Took me off the medicine, didn't have no more falls

No more emergency phone calls and hospital halls

Though the difference in subject matter makes it absurd to compare these examples, each is representative of the rappers' respective concerns. With the notable exception of "Hennessy," Esinchill doesn't really stunt on brand names, and where Locksmith raps about being hard, Esinchill is introspective at the top of his lungs, eliding pronouns and breaking up syntax to pack a few years into four lines.

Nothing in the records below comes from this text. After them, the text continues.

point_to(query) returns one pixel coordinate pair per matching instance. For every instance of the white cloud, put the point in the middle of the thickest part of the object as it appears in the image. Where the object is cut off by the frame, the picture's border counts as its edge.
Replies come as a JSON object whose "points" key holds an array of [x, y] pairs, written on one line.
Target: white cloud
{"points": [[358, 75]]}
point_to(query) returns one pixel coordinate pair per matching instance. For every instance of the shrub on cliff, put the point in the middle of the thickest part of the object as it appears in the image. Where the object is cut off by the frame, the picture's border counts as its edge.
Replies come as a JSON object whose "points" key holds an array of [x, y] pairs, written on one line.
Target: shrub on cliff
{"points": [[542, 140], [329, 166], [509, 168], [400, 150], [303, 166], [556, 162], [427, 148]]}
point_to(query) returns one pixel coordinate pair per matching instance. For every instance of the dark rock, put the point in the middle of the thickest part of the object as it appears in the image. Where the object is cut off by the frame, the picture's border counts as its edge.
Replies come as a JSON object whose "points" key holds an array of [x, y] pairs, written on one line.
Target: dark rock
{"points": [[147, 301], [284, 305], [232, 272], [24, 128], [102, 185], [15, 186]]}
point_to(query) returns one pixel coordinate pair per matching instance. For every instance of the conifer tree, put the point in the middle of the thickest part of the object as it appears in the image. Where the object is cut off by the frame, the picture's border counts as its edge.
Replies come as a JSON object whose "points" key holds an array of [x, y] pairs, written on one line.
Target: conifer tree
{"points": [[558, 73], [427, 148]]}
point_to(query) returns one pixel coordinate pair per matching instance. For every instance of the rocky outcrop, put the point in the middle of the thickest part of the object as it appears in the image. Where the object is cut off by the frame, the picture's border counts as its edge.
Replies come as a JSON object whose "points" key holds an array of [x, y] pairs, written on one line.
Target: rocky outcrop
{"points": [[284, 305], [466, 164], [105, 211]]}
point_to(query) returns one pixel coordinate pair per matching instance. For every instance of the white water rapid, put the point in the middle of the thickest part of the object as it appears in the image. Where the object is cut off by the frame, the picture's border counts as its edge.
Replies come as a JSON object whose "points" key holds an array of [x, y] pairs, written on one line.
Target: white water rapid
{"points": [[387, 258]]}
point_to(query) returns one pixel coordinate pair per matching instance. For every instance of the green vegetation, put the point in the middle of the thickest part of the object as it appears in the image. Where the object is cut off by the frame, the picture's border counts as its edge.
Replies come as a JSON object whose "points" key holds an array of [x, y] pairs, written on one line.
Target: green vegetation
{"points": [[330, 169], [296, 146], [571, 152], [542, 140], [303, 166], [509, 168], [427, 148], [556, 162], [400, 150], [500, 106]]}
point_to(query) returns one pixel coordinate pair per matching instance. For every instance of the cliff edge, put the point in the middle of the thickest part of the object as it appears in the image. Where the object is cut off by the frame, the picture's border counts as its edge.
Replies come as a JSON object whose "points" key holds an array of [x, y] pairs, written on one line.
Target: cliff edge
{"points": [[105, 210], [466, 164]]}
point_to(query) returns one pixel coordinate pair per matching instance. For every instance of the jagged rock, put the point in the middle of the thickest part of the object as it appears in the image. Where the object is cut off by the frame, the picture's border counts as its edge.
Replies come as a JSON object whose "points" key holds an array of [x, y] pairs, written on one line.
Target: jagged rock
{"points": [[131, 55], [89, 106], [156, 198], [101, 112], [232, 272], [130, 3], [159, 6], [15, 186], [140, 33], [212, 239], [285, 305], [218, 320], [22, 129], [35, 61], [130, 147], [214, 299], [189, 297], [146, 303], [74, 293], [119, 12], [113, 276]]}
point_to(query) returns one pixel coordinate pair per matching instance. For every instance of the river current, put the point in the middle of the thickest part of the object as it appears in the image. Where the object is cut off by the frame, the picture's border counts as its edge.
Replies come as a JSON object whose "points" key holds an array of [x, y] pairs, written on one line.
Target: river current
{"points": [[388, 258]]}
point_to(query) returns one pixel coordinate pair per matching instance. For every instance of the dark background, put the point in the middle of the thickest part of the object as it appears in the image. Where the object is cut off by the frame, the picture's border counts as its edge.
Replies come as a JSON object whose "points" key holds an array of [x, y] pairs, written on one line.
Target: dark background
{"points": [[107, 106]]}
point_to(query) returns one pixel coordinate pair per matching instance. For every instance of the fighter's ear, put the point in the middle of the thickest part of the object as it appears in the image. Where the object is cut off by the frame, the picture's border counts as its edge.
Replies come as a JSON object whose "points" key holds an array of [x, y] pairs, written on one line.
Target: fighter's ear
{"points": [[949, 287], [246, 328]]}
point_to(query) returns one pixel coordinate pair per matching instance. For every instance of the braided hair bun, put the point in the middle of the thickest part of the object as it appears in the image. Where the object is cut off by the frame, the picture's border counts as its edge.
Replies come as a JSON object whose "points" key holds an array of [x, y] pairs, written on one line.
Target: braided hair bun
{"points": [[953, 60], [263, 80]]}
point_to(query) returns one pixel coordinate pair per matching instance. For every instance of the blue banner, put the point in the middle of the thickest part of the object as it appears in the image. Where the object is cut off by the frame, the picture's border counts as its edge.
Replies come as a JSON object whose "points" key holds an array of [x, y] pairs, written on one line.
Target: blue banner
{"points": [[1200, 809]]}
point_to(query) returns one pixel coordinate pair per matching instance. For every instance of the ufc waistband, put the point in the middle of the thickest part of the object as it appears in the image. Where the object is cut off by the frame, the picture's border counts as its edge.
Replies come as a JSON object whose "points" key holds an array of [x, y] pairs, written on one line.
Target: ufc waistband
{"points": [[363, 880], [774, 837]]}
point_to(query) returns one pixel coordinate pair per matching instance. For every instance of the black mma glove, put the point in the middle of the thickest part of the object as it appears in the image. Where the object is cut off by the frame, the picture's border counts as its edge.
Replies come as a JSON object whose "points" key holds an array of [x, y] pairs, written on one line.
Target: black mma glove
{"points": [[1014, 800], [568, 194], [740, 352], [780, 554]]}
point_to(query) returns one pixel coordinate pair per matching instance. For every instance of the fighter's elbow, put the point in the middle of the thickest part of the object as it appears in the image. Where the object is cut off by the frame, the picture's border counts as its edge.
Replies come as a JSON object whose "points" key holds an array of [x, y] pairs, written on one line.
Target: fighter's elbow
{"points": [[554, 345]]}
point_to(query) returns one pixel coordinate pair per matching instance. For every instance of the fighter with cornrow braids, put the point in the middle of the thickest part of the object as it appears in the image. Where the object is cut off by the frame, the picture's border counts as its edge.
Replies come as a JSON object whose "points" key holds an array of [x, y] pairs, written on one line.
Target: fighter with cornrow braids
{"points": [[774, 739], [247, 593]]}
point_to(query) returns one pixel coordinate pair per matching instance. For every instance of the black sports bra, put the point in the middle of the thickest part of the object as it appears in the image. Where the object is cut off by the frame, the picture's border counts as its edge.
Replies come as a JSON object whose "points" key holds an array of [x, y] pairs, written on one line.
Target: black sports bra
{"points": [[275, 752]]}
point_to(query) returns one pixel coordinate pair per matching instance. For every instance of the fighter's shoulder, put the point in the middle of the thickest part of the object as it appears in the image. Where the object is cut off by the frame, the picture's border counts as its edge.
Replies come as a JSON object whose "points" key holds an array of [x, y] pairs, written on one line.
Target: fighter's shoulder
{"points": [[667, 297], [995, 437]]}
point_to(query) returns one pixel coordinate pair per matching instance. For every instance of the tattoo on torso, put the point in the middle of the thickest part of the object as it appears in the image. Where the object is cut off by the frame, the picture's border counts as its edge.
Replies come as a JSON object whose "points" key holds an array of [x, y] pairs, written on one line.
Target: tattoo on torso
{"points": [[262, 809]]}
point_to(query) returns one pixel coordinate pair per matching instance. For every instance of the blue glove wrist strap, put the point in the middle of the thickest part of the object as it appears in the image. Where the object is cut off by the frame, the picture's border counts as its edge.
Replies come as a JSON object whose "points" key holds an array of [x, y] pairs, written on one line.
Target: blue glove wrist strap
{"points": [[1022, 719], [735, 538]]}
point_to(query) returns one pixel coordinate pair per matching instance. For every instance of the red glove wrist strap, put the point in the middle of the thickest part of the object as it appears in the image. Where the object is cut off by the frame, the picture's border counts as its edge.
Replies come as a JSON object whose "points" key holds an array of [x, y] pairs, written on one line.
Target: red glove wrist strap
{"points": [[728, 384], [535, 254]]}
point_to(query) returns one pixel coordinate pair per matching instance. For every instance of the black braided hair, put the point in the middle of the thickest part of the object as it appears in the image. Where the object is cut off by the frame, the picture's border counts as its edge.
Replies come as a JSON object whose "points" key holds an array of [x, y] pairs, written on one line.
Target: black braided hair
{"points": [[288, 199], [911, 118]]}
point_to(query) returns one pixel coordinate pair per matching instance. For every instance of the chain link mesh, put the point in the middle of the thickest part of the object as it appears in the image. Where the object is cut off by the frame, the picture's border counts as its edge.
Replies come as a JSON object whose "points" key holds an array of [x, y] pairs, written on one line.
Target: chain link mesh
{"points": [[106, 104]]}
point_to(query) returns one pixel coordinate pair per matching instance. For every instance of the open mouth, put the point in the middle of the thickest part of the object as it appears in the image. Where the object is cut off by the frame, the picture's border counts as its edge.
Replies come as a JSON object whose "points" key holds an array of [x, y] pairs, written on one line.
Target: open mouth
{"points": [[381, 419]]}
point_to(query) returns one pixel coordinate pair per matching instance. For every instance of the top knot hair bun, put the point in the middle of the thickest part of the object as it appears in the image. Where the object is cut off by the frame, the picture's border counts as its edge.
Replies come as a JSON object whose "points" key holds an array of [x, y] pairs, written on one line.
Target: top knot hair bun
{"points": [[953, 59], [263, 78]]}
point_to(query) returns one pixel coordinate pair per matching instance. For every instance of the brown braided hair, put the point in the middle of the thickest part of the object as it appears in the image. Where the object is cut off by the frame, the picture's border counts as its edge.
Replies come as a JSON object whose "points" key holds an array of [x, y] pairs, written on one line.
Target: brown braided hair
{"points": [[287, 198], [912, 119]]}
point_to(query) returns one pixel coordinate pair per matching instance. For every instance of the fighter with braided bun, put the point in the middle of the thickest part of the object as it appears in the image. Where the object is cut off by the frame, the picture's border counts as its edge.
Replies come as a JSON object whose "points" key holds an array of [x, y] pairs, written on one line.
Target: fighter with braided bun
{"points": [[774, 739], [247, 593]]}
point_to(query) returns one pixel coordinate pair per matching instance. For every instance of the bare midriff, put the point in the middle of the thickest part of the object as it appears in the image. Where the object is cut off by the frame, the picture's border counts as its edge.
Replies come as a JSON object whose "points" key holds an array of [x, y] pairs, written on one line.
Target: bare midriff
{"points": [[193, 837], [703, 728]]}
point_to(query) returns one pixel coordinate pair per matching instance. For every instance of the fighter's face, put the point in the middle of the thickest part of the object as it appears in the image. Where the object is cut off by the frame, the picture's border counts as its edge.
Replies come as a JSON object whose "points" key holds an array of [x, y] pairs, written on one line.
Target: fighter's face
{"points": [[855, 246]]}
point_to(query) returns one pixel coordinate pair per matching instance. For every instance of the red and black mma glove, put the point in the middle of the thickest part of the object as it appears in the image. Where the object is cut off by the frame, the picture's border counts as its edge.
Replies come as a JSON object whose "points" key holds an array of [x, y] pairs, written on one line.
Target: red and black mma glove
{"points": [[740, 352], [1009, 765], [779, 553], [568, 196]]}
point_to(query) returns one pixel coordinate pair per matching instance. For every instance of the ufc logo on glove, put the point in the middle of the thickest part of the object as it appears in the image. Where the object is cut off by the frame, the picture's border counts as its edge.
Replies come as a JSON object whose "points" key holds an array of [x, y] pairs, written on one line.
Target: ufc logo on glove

On paper, "hospital halls" seems like a throwaway, yet on disc it leaps out, neatly condensing a kid's perspective on hospitals: boredom and waiting.

Here's the conclusion of both verses – Locksmith's, then Esinchill's:

Lock: Nigga, me no singer

I'm from the Rich where them boys like to keep those things

And they stay with their ring on bling

And they wear more gold than a Chinese ping pong team


I rap instead; I notice I'm at peace when I rhyme

I think with my dick so let me give you a piece of my mind –

Suck it; me in a nutshell, forever passionate

I'm through with this control; I gotta go, I got some ass to get

We've already heard Lock "stretch metaphors like a Chinese jump rope" on Who R You, so the use of "Chinese" for mere verbal flashiness begins to pall this time around. E's ending crushes it. To hear "passionate" rhymed with "ass to get" is exactly what I turn to rap for. The other rhyme is nearly as pleasing, and the second line's combination of two shopworn phrases leads so inevitably to "suck it," you can admire its formal invention even while declining its invitation.

Esinchill's versatility in style and subject matter is what makes Everything to Lose! so accomplished a debut. And just as the Frontline's run of luck began with Locksmith's questionable 2003 battle loss on MTV, so Esinchill's buzz has picked up since losing to Locksmith. He's in talks with Hiero Imperium to release his next album, a duo record with partner King Beef called Choice Cuts, while the advance single – the Touré-produced "Hip Hop" – has been bubbling up in Funkmaster Flex's record pool. Maybe losing is everything.